Despite earning an Emmy nomination for comedy writing, this show continues to have an unfairly low profile. Twitter celebrity and author Rob Delaney teamed up with British sitcom veteran Sharon Horgan to create one of the funniest shows on TV in Catastrophe.
The first season revolved around a one-night stand that turned into a relationship following an unplanned pregnancy. In the second, Rob and Sharon (their characters are named after themselves) manage their friends, careers, and relatives as they start a family. The show is mature, thoughtful, and honest, but most important, it is consistently one of the funniest on TV.
Given the size and scope of Penny Dreadful, you would think more people would be talking about it.

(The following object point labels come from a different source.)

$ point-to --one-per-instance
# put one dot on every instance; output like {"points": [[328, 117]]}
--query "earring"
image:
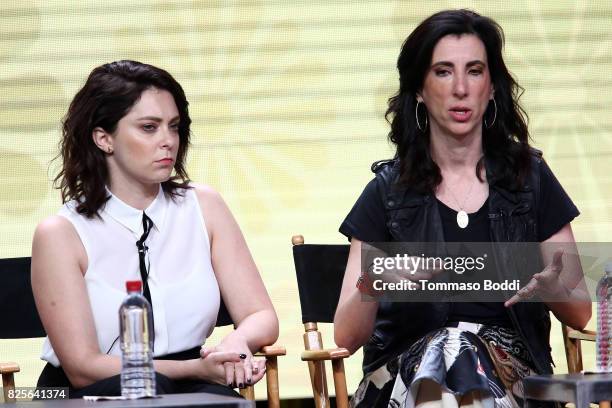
{"points": [[416, 115], [489, 126]]}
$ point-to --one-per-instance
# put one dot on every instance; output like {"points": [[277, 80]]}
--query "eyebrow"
{"points": [[157, 119], [450, 64]]}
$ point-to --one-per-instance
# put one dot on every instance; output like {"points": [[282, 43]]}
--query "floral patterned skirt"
{"points": [[490, 359]]}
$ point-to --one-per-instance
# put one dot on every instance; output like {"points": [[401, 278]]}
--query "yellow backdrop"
{"points": [[287, 99]]}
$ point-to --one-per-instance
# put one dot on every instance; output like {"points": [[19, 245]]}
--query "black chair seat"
{"points": [[581, 389]]}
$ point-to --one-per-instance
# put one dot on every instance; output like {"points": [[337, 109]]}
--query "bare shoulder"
{"points": [[56, 235], [206, 193], [210, 200], [53, 228]]}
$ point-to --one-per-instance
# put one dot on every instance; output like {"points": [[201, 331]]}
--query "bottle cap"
{"points": [[133, 286]]}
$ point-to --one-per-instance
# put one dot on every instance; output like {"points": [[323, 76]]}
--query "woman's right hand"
{"points": [[223, 367]]}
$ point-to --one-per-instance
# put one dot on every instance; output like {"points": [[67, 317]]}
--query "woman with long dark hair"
{"points": [[463, 172], [131, 213]]}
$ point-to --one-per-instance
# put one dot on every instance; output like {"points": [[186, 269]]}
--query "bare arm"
{"points": [[354, 319], [576, 312], [59, 262], [561, 283], [239, 281]]}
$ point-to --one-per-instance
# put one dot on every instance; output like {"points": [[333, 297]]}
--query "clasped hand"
{"points": [[233, 363], [546, 284]]}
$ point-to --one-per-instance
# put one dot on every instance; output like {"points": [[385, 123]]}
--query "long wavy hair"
{"points": [[108, 94], [506, 142]]}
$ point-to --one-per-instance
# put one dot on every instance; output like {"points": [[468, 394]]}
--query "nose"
{"points": [[460, 87], [170, 138]]}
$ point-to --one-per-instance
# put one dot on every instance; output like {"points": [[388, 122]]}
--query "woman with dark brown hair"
{"points": [[130, 213], [463, 172]]}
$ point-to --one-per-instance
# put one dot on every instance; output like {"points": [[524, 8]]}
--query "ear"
{"points": [[103, 140]]}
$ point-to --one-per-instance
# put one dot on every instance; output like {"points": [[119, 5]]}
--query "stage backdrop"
{"points": [[287, 100]]}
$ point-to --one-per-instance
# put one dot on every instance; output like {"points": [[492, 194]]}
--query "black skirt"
{"points": [[55, 377]]}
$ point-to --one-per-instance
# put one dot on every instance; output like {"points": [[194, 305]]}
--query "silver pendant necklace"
{"points": [[462, 217]]}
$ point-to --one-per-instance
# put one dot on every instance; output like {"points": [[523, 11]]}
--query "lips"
{"points": [[166, 161], [460, 113]]}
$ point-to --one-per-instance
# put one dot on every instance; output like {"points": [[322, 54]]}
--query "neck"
{"points": [[135, 195], [456, 154]]}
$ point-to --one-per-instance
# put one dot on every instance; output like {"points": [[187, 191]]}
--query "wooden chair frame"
{"points": [[316, 355]]}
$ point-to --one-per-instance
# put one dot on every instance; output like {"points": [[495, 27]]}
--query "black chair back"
{"points": [[320, 270], [18, 314]]}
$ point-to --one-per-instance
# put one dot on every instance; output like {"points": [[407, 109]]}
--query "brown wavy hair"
{"points": [[107, 96], [506, 142]]}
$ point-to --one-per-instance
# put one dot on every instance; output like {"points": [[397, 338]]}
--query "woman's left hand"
{"points": [[248, 372], [546, 284]]}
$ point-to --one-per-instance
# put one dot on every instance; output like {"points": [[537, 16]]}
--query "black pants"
{"points": [[56, 377]]}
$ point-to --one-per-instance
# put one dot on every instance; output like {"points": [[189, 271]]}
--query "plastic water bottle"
{"points": [[603, 339], [137, 336]]}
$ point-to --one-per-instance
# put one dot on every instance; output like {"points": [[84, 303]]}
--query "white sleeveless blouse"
{"points": [[184, 290]]}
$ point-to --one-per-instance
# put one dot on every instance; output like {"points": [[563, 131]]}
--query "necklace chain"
{"points": [[461, 206]]}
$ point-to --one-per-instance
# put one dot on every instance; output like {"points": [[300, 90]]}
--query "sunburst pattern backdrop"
{"points": [[287, 99]]}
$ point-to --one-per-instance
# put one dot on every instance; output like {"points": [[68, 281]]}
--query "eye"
{"points": [[442, 72]]}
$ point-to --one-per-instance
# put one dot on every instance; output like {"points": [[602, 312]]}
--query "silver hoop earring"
{"points": [[416, 115], [489, 126]]}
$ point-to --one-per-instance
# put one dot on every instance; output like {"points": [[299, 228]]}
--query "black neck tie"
{"points": [[142, 253]]}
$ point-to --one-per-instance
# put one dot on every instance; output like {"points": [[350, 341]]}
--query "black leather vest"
{"points": [[413, 217]]}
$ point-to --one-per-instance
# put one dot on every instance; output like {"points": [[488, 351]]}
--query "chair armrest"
{"points": [[9, 368], [326, 354], [271, 351], [588, 335]]}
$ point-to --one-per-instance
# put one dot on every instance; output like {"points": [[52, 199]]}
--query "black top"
{"points": [[477, 230], [366, 222]]}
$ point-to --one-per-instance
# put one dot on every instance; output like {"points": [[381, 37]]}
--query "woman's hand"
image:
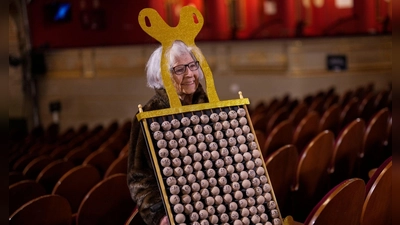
{"points": [[164, 221]]}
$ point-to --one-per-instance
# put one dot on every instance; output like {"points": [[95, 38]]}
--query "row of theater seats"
{"points": [[77, 177], [309, 154]]}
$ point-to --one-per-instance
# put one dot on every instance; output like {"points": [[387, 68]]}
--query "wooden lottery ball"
{"points": [[199, 175], [223, 115], [171, 181], [267, 196], [221, 208], [243, 148], [207, 129], [250, 165], [209, 200], [198, 129], [181, 180], [233, 206], [246, 129], [234, 123], [197, 156], [194, 216], [188, 169], [218, 199], [163, 153], [180, 218], [242, 121], [185, 121], [251, 173], [178, 171], [232, 141], [212, 181], [177, 133], [154, 126], [204, 119], [192, 140], [227, 189], [222, 172], [238, 158], [200, 137], [178, 208], [226, 125], [165, 162], [195, 119], [243, 205], [182, 142], [263, 217], [246, 184], [209, 138], [187, 131], [168, 171], [161, 143], [241, 139], [243, 175], [224, 218], [252, 210], [277, 221], [174, 199], [271, 205], [229, 133], [174, 153], [222, 181], [172, 143], [255, 219], [253, 145], [210, 209], [196, 196], [215, 156], [213, 219], [228, 160], [214, 117], [187, 160], [211, 173], [261, 208], [186, 189], [215, 191], [234, 215], [166, 125], [241, 112], [227, 198], [213, 146], [232, 114], [238, 131], [158, 135], [198, 205], [235, 186], [204, 183], [238, 195], [201, 146], [239, 167], [188, 208]]}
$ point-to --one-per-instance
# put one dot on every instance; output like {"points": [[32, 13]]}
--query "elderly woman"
{"points": [[185, 74]]}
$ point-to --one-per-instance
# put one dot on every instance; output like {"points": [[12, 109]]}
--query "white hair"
{"points": [[153, 66]]}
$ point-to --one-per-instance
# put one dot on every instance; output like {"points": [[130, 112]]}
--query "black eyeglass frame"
{"points": [[196, 63]]}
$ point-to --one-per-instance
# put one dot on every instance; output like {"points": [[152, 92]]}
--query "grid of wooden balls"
{"points": [[212, 168]]}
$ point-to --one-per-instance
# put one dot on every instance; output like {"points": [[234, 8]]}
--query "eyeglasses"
{"points": [[181, 69]]}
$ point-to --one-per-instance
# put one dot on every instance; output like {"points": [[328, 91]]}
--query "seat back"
{"points": [[378, 201], [76, 183], [108, 202], [341, 205], [43, 210]]}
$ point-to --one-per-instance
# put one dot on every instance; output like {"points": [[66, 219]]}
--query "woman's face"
{"points": [[186, 83]]}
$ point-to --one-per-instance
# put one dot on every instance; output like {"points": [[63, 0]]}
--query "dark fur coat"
{"points": [[141, 177]]}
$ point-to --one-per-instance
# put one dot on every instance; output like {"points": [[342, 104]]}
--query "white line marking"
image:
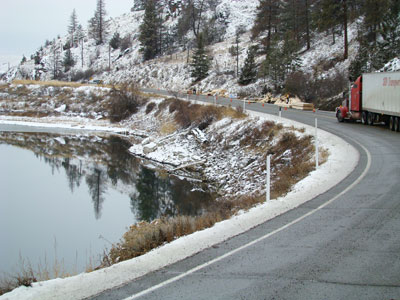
{"points": [[217, 259]]}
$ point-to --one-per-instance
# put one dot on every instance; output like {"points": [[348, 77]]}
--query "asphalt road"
{"points": [[345, 247]]}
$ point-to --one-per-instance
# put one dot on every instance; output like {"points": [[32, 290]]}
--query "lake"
{"points": [[65, 197]]}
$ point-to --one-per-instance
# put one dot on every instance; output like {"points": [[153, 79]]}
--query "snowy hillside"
{"points": [[172, 71]]}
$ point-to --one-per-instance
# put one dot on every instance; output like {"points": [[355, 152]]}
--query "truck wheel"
{"points": [[364, 118], [339, 116], [370, 118], [391, 123]]}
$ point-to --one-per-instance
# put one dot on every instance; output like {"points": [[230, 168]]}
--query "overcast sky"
{"points": [[25, 25]]}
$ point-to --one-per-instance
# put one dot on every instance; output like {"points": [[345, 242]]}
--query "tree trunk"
{"points": [[346, 42], [307, 27]]}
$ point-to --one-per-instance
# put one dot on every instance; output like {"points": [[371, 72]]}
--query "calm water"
{"points": [[67, 197]]}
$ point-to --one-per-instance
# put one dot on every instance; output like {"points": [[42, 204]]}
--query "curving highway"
{"points": [[343, 244]]}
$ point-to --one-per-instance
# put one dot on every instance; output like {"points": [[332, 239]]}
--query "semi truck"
{"points": [[373, 98]]}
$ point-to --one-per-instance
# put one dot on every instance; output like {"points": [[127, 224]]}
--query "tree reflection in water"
{"points": [[104, 161]]}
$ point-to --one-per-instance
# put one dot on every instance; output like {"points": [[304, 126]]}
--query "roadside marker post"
{"points": [[316, 144], [268, 187]]}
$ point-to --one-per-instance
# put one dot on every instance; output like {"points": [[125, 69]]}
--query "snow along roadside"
{"points": [[342, 160]]}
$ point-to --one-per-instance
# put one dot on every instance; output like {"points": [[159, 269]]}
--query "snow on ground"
{"points": [[83, 285]]}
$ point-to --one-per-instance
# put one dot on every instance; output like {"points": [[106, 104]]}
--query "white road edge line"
{"points": [[217, 259]]}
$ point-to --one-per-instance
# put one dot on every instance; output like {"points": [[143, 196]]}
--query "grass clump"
{"points": [[125, 100], [187, 114]]}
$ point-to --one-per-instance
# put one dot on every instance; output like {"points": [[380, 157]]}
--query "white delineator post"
{"points": [[268, 185], [316, 144]]}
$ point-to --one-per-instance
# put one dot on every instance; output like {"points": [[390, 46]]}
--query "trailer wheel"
{"points": [[364, 118], [391, 123], [370, 118]]}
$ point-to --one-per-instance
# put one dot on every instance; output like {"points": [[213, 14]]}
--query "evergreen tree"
{"points": [[389, 45], [235, 50], [115, 41], [201, 62], [68, 61], [98, 23], [267, 20], [73, 26], [249, 71], [37, 58], [148, 37], [375, 11], [55, 62]]}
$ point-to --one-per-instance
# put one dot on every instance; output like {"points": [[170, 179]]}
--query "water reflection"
{"points": [[104, 161], [74, 189]]}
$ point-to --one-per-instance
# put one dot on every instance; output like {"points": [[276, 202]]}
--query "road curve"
{"points": [[343, 244]]}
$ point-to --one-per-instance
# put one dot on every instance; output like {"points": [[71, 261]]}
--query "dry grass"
{"points": [[27, 274], [56, 83], [145, 236], [187, 114], [168, 128]]}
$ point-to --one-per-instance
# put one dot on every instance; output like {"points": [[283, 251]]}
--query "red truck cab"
{"points": [[351, 107]]}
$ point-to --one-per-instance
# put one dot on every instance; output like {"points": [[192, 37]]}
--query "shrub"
{"points": [[82, 75], [150, 107]]}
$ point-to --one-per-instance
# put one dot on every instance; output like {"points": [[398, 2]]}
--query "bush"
{"points": [[124, 101], [150, 107], [82, 75], [314, 90]]}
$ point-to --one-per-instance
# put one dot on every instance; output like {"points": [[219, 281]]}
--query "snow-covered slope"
{"points": [[172, 72]]}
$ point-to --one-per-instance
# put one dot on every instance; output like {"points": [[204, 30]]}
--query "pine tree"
{"points": [[68, 61], [55, 62], [98, 23], [115, 41], [267, 20], [389, 45], [249, 71], [375, 11], [73, 26], [149, 39], [200, 64]]}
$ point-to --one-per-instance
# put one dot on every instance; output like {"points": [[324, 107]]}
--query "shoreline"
{"points": [[88, 284]]}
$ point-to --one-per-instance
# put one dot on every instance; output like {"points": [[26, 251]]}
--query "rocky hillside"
{"points": [[171, 71]]}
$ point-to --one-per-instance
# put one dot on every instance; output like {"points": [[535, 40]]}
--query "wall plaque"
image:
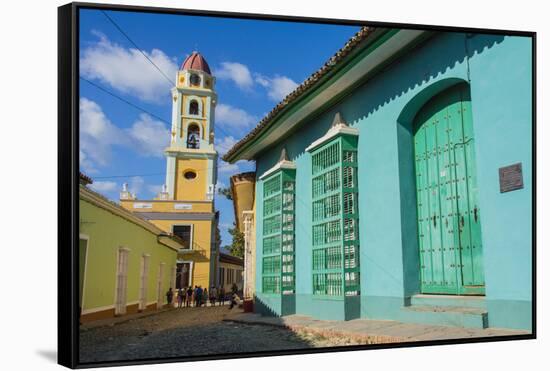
{"points": [[510, 177], [142, 205], [183, 206]]}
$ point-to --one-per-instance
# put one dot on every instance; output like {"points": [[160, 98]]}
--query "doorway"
{"points": [[448, 212]]}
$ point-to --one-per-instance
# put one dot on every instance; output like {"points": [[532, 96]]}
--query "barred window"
{"points": [[335, 216], [278, 232]]}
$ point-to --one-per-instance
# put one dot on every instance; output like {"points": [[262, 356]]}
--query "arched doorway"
{"points": [[193, 136], [449, 222]]}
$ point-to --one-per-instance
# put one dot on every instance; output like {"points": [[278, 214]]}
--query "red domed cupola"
{"points": [[195, 62]]}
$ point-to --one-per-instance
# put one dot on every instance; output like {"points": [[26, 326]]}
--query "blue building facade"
{"points": [[375, 91]]}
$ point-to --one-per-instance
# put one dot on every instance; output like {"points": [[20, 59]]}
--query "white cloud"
{"points": [[98, 135], [234, 117], [224, 144], [154, 188], [236, 72], [136, 184], [227, 168], [127, 70], [278, 87], [104, 186], [149, 137], [86, 164]]}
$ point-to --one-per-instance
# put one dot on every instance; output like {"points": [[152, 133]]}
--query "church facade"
{"points": [[185, 206], [396, 183]]}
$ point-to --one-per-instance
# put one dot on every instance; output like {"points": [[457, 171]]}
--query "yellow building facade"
{"points": [[185, 206], [126, 264], [243, 194]]}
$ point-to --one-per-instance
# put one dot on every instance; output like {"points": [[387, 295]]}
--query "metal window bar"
{"points": [[335, 238], [278, 233]]}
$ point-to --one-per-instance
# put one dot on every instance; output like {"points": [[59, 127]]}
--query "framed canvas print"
{"points": [[240, 185]]}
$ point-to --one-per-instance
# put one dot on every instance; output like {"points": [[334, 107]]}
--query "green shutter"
{"points": [[335, 233], [448, 212], [278, 272]]}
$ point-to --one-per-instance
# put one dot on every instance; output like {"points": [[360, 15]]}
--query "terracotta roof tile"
{"points": [[308, 84]]}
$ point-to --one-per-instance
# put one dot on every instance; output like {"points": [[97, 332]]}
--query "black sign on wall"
{"points": [[510, 177]]}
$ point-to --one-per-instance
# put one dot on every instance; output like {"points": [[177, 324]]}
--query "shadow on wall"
{"points": [[263, 308], [432, 59]]}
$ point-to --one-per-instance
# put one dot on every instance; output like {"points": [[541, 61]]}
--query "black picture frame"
{"points": [[68, 180]]}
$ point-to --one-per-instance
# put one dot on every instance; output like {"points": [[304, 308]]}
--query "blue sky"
{"points": [[256, 64]]}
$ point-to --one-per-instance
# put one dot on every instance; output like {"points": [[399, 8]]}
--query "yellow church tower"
{"points": [[185, 206]]}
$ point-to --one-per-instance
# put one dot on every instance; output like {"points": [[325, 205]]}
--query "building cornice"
{"points": [[352, 65], [100, 201]]}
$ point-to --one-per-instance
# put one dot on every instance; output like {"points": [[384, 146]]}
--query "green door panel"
{"points": [[447, 208]]}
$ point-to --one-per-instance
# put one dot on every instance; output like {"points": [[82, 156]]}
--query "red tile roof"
{"points": [[196, 62], [301, 89]]}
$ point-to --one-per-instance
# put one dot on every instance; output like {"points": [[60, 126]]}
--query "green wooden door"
{"points": [[449, 224]]}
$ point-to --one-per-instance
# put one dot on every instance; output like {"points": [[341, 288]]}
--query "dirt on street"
{"points": [[191, 332]]}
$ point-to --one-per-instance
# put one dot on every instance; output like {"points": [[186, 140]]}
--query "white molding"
{"points": [[363, 67], [97, 309], [192, 233], [144, 281], [86, 238], [331, 133], [284, 164], [191, 262], [121, 300]]}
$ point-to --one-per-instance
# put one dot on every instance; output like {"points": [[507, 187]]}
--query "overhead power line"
{"points": [[119, 28], [137, 47], [124, 100]]}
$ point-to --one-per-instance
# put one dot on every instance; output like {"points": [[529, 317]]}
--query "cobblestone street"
{"points": [[191, 331]]}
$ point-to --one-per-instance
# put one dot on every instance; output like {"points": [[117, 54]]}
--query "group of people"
{"points": [[197, 297]]}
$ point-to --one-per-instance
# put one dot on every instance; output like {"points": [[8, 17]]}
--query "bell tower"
{"points": [[191, 160]]}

Alas, the show was so committed to being exactly what it set out to be that it may have been too pure for this ratings-driven world. The Showtime series came to a fulfilling, painful conclusion after three seasons this year, completing one of the most strange and interesting arcs on television.
Penny Dreadful followed Vanessa Ives (Eva Green), a woman haunted by demons and marked by the devil, as she ran from her destiny and crossed paths with werewolves (Josh Hartnett), Frankenstein’s Monster (Rorey Kinnear, above), and even Dorian Grey (Reeve Carney). It all sounds so campy, and at some points it was. But, the show was also lyrical, philosophical, artful, and lovely. Penny Dreadful certainly isn’t for everyone, but even if it’s not for you, you won’t be able to say you’ve seen a TV show quite like it.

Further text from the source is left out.